Improved Taste Sensation:
A complete upper removable denture covers the entire roof of the mouth. Your tongue and the roof of your mouth are covered with thousands of tiny taste buds. Once the roof of the mouth is covered with the removable denture, food becomes less easy to taste, more difficult to sample and enjoy. With an implant-supported prosthesis, the roof of the mouth is not covered and food can be tasted by all the taste receptors in the mouth.
With proper care, implants can last a lifetime.
Removable dentures can slip and slide around in the mouth. A complete, upper denture, and some designs of upper partial dentures, cover the roof of the mouth. Both can result in interference with the normal phonetic movements of the tongue, causing difficulty in normal speech. Implant supported teeth normalize speech and allow the person to regain confidence when speaking in social settings.
Improved nutritional uptake by digestive system. Digestion begins in the mouth. Teeth subject food to the mechanical process of grinding, breaking it down into smaller and smaller pieces. Almost simultaneous with the smelling and chewing of food, saliva secretes onto and mixes with it. The enzymes in the saliva begin the further digestive breakdown of food. Now, if the step of mastication (grinding) of food were to be reduced due to inefficiency of a removable denture, the digestive process would be altered and food would not get properly digested further along the digestive tract. This improper digestion directly leads to fewer vital nutrients being absorbed later on in the digestive system.
Nutritional balance is further indirectly enhanced by the stability of an implant-supported prosthesis. As one is more confident to enjoy a varied and healthy diet, and you are not restricted to what you can eat due to unstable removable dentures, then overall nutritional balance of the person is improved.
Reduction in the loss of the prosthesis. Removable dentures can easily be misplaced and lost. There are ample stories of domestic pets ‘eating’ the patients prosthesis (dogs and cats are attracted to the saliva that coats the prosthesis.

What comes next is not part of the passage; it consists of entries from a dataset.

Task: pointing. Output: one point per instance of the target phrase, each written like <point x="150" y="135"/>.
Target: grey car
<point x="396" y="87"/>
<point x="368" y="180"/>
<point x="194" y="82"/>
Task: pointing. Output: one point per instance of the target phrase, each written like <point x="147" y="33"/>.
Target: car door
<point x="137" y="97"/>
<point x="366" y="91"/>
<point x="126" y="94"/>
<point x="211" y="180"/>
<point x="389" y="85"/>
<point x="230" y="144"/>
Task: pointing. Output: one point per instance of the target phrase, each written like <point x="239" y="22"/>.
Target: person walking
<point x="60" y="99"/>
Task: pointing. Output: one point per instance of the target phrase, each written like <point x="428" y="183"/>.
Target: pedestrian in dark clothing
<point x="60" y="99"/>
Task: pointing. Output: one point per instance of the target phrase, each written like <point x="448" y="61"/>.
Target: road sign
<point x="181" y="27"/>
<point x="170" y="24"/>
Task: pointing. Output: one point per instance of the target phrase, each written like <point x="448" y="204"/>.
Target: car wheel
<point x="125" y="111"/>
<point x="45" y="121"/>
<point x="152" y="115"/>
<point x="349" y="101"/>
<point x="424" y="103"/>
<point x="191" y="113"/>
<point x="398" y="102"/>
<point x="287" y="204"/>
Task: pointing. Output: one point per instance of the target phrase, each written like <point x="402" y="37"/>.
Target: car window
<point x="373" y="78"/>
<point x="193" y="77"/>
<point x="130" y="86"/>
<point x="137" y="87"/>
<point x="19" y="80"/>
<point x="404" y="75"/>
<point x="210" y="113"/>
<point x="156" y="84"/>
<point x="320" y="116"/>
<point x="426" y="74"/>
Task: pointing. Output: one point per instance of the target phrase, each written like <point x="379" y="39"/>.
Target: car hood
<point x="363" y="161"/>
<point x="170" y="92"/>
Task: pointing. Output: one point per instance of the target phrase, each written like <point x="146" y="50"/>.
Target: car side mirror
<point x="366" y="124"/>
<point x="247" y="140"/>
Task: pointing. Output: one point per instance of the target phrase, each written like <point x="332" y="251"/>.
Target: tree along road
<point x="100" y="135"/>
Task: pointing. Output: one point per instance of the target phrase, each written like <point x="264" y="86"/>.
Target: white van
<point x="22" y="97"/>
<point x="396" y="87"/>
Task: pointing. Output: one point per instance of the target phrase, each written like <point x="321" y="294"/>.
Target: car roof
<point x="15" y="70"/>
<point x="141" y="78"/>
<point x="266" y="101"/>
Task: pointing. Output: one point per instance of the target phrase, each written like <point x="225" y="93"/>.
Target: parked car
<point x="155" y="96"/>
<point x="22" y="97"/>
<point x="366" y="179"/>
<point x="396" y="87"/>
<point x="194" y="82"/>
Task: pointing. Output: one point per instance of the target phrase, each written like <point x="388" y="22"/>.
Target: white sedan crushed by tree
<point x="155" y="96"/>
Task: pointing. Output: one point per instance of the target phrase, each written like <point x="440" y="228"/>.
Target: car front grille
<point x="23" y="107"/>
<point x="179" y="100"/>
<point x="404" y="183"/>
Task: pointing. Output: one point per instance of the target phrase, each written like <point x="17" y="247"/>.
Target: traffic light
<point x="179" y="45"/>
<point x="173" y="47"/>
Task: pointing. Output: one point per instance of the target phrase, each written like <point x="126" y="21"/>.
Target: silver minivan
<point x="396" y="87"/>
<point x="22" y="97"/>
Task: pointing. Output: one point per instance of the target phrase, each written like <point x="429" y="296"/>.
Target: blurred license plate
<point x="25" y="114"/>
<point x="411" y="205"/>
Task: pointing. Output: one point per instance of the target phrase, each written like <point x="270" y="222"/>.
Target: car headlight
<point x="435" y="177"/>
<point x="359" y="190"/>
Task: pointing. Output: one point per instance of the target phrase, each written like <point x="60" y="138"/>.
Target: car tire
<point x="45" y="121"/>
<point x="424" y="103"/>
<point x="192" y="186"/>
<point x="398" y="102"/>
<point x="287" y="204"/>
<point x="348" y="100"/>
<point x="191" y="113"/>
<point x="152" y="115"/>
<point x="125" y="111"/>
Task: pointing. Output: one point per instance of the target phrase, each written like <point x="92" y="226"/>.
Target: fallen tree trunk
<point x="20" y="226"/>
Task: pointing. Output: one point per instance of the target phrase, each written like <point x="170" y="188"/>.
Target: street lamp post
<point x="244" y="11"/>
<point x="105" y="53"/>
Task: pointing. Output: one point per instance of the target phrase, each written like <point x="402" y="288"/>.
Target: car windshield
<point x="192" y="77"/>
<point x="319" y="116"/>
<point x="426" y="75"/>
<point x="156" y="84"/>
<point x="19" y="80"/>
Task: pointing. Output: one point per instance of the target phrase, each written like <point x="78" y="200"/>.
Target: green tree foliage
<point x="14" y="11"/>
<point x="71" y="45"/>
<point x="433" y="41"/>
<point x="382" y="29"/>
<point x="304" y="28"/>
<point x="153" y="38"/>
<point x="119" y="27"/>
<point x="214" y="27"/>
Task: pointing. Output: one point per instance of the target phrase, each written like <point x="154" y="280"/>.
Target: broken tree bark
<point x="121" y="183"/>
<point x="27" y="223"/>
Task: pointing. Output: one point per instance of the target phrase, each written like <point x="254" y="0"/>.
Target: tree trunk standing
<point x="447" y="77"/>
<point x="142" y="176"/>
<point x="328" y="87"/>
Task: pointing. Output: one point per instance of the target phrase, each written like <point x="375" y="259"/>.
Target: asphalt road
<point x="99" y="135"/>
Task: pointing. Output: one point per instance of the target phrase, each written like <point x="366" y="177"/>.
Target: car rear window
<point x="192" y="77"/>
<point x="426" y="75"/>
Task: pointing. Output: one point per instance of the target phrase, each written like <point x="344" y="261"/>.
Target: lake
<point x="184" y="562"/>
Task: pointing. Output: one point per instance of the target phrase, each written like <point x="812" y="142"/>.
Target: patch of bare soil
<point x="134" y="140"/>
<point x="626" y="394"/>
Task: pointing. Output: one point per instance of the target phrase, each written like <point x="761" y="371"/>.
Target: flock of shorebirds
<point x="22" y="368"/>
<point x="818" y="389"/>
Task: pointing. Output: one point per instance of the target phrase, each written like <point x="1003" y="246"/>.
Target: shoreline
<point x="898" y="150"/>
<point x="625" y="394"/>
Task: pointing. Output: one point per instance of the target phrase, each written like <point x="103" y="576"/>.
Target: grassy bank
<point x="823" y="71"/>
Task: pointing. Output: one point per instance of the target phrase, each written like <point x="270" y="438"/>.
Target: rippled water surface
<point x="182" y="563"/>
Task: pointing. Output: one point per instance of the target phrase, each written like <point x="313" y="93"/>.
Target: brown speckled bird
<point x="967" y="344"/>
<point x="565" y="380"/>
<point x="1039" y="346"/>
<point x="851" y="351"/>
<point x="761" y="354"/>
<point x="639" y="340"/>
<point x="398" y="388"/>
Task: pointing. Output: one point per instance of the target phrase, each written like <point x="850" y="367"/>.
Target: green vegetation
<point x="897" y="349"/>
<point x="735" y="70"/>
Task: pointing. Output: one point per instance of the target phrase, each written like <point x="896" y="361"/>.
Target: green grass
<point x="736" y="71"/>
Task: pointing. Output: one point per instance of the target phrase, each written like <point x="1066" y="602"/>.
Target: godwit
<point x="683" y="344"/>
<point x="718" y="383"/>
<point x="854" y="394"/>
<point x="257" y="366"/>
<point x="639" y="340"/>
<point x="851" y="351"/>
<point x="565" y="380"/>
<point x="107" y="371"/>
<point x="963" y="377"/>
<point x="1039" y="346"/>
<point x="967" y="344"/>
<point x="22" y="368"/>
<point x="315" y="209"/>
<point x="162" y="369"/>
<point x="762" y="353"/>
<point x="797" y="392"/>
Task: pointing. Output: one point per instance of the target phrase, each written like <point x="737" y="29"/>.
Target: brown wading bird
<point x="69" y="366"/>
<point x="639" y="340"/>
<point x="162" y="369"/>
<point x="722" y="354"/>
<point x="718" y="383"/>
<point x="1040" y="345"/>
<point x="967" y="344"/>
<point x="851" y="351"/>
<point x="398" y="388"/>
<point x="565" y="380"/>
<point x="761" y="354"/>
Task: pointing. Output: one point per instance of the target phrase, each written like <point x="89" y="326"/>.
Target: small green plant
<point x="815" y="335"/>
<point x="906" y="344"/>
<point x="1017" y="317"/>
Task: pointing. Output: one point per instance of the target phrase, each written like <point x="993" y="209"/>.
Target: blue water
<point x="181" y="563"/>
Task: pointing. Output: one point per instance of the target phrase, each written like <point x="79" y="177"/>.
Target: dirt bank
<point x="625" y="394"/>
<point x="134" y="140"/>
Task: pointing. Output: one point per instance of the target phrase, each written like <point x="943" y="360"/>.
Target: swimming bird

However, with a fixed, implant-supported prosthesis , your likelihood of loss is next to nil.
What is involved in the placement of my dental implant?
Dental implant treatment is often performed with a team.
The team consists of a restorative dentist who will ultimately fabricate the prosthesis or teeth that are to be replaced; and an experienced surgeon who will place the dental implants in the jaw bone. Careful evaluation of the patient and meticulous planning is essential in providing predictable and satisfactory results.
The treatment consists of 3 phases. The first phase of treatment is the placement of the implant (the root shaped, titanium screw that is commonly referred to as the 'fixture') by the surgical specialist. The second phase of the implant treatment is performed after an appropriate period of healing. Bone heals slowly. A period of approximately 3-6 months is required for the process of osseointegration to be complete. The second phase of treatment consists of the placement of abutments or small metal posts to the implanted fixtures. The third phase of treatment consists of the restorative phase. In this phase the new replacement teeth are fabricated and placed on the implants and abutments.